For a while I have been seeking a way to know what to look for in veil tails. I cannot seem to find anything at all, and I was wondering if any one has specific form you use to breed or show in Veil Tail classes. Thanks in advance!


----------



## hrutan (Jun 25, 2014)

In the United States, there is not a standard for veil tails. They are shown in the Variations class. However, there are trial standards for the IBC in Europe, and Bettas4All has their standards publicly available as well.

If you are a member of the IBC, the Veil trial standards can be found in the files section - it's a little tricky to get to, so if you are digging through the files and can't find them let me know.

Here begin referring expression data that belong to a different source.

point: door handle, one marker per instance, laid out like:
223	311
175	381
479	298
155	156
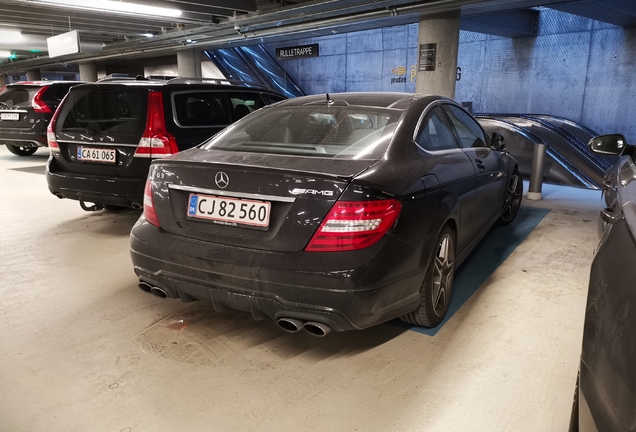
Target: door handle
608	215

Here are the Bettas4All standards:
http://www.hollandbettashow.com/bet...Standard/Bettas4allStandard2013-Chapter3F.pdf

The picture you'd like to focus on to work towards the IBC trial standards (bettas4all is Euro based and does not have shows in the U.S.) is picture #2, with the pointed caudal.

This is NOT quite what the IBC trial standards look like, however. The most notable difference is in the IBC trial, the dorsal at the base should be no more than 1/2 and preferably closer to 1/3 the length of the base of the anal, and shaped like a sickle or scythe rather than a teardrop. There should be no overlap between the dorsal and the caudal. In addition, you want a nice, right angle where the anal hangs from the body. Wide gaps are to be desired.


----------



## Tigerbarb92 (Feb 17, 2015)

I'm new here can anyone tell be how to set up my own question


----------



## hrutan (Jun 25, 2014)

Select the subsection where you wish to comment or post, and look at the left hand side, right above where the titles of other people's posts begin. There's a button marked "New Thread" which you can press to begin your own thread to ask your question.

Be sure you're in the right place before you create the thread! Otherwise the people with the answers might not be there to see it.


----------



## Alyssalovesbettas (Jul 19, 2014)

Thank you hrutan! This is exactly what I was looking for! I just need to renew my membership and I'll start hunting for the page! :-D


----------



## hrutan (Jun 25, 2014)

In the BetterBettas Yahoo Group, this is the path:

Files --> Standards Updates --> 2013-2014 --> Trial - Veiltail Standard.doc


----------